State budget deal struck; branches plan to vote Monday

By SAM DORAN

State House News Service

Published: 07-30-2023 2:17 PM

BOSTON — Top House and Senate Democrats negotiating the fiscal year 2024 state budget, which is now four weeks overdue, announced Friday afternoon they had “reached an agreement in principle” paving the way for final votes at the formal sessions already scheduled for Monday.

Lead conferees Rep. Aaron Michlewitz and Sen. Michael Rodrigues announced the deal in a joint statement at 2:31 p.m., about 20 minutes after an aide picked up paperwork from the House clerk’s office that would be needed to file a consensus bill.

“Our respective teams are actively engaged in ironing out the details and working diligently to finalize the agreement. We are confident that the conference committee report will be filed in the coming days, ensuring that both the House and Senate will take up the report on Monday in formal session,” Michlewitz and Rodrigues wrote.

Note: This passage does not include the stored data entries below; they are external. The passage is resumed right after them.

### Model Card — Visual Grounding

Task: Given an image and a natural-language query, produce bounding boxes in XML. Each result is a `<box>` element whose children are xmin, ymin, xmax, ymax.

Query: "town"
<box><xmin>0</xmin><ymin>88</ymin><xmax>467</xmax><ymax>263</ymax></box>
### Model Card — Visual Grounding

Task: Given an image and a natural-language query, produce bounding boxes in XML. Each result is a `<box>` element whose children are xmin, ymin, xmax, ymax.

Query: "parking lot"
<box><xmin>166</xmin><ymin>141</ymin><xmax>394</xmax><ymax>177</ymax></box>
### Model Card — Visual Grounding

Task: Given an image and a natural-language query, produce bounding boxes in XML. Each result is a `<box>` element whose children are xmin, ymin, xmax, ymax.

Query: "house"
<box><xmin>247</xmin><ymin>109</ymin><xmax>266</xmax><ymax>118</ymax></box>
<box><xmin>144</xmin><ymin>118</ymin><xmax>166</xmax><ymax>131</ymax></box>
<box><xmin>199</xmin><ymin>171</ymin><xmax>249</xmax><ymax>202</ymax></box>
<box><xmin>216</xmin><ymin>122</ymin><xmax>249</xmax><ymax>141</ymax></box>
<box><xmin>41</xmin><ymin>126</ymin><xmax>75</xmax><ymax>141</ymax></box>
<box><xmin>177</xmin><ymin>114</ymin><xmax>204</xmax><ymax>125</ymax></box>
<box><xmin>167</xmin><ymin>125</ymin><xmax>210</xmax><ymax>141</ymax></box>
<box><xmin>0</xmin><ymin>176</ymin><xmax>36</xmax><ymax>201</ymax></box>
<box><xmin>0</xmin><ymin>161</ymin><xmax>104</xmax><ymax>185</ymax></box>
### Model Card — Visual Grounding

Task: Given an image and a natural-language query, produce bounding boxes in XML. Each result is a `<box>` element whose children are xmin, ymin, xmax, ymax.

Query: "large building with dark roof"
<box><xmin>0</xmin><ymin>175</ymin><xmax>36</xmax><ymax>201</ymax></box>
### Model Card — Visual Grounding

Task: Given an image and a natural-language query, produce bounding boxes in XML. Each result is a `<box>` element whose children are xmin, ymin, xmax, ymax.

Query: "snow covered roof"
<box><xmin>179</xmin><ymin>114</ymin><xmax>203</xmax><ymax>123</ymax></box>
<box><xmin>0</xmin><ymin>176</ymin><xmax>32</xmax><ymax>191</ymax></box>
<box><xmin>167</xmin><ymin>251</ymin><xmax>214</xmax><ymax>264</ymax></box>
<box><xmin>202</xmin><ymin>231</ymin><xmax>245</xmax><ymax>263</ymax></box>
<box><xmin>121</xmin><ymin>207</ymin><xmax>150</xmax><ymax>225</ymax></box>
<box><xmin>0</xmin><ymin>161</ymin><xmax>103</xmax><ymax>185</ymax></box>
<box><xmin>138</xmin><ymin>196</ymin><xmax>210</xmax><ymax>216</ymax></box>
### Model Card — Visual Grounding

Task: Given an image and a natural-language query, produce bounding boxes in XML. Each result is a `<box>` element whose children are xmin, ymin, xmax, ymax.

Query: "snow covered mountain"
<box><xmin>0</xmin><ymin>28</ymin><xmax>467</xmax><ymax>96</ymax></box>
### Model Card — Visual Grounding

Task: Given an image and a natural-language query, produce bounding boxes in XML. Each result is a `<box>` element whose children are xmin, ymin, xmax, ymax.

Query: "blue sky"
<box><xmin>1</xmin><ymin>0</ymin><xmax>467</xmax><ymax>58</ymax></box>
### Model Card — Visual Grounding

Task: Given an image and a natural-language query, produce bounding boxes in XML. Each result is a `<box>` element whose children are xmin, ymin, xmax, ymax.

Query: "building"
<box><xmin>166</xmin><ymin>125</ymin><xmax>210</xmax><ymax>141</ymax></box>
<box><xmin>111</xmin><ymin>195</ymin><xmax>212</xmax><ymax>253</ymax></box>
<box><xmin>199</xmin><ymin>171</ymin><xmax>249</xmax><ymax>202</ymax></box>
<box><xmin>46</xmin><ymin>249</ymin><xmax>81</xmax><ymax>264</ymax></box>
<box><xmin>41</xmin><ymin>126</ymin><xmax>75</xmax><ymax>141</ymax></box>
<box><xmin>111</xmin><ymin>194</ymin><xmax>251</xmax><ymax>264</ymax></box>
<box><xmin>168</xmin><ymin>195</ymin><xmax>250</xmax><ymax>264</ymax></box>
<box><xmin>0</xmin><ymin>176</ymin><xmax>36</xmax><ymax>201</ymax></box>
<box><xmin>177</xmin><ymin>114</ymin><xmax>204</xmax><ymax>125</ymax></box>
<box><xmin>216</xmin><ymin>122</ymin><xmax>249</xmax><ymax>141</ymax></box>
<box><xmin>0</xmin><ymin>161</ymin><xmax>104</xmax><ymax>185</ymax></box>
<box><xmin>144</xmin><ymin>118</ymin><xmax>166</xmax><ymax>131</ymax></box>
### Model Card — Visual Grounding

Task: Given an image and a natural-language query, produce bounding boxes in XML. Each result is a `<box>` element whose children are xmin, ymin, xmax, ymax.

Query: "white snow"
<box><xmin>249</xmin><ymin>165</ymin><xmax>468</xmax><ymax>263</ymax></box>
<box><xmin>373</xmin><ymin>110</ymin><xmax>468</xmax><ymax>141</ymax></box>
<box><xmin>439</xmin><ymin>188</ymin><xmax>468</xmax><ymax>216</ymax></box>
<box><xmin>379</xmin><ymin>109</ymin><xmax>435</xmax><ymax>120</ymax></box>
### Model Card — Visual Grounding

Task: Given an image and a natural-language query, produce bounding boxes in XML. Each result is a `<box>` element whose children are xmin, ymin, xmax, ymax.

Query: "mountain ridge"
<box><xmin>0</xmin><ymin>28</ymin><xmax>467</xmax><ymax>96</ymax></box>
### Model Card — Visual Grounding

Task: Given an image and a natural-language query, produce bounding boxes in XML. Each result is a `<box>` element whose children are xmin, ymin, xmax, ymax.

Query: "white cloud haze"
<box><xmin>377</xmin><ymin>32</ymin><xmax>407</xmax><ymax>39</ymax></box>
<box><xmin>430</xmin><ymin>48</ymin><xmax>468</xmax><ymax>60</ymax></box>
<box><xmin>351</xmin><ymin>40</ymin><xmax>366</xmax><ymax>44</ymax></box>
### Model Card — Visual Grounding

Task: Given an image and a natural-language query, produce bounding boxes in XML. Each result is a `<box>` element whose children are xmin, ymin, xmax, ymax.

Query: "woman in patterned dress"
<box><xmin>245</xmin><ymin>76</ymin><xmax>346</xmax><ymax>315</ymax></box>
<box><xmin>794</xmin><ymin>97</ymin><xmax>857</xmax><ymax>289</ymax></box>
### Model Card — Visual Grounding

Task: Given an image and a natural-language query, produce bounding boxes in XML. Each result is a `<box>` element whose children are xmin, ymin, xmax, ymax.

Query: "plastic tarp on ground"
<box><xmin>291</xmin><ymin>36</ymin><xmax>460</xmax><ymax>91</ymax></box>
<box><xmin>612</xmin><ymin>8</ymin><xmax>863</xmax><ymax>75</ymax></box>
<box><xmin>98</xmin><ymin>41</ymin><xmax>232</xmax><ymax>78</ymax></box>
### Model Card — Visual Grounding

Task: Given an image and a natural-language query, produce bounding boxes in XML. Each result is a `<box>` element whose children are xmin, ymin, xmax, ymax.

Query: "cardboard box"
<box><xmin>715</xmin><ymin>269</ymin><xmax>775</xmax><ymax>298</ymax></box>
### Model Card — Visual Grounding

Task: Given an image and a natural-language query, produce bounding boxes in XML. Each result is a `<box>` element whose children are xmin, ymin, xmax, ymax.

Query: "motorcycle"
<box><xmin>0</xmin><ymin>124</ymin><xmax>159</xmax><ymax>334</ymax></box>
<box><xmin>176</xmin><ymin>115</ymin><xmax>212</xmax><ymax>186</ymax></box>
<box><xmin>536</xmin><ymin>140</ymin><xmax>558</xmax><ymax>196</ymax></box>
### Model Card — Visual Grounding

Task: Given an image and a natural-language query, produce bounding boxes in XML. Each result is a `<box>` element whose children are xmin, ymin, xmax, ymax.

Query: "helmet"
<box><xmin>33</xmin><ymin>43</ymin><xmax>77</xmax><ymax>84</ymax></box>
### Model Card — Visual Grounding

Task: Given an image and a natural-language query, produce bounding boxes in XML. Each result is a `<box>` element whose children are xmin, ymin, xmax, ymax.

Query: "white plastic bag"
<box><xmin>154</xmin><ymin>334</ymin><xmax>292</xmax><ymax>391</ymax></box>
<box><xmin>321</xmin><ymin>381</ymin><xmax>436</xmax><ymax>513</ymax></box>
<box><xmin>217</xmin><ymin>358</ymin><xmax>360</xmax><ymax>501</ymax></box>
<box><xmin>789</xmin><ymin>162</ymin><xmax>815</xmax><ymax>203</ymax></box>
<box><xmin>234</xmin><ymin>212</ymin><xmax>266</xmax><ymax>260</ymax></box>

The final version of the budgets the House and Senate debated this spring is expected to come in at around $56 billion and the agreement being finalized over the weekend will determine the fate of policy issues like free breakfast and lunch for every student in Massachusetts public schools, free community college for students 25 and older, online Lottery sales, higher education tuition rates for high school graduates without legal immigration status and more.

The new fiscal year began July 1 with state government operating under an emergency stopgap spending bill. The House passed its version of the fiscal year 2024 budget in April, followed by the Senate in May. The conference committee tasked with hammering out a final plan began meeting June 7.

With private negotiations between the House and Senate still dragging on, Gov. Maura Healey last week filed a second emergency budget to fund roughly another month of government payrolls and operations. The branches approved that measure Thursday and sent it back to the governor’s desk.

A Healey spokesperson said Friday afternoon that the governor planned to sign off on it to ensure government operations are funded for the full 10 days she will have to review the general budget after it comes out of the Legislature.

If the Legislature sticks to its internal rules, the conferees needed to file their compromise bill by 8 p.m. Sunday in order to take it up after 1 p.m. Monday. The House and Senate over the years have suspended that fair-notice rule in order to expedite votes on late-arriving legislative deals. The House is scheduled to convene at 11 a.m. Monday and the Senate at noon.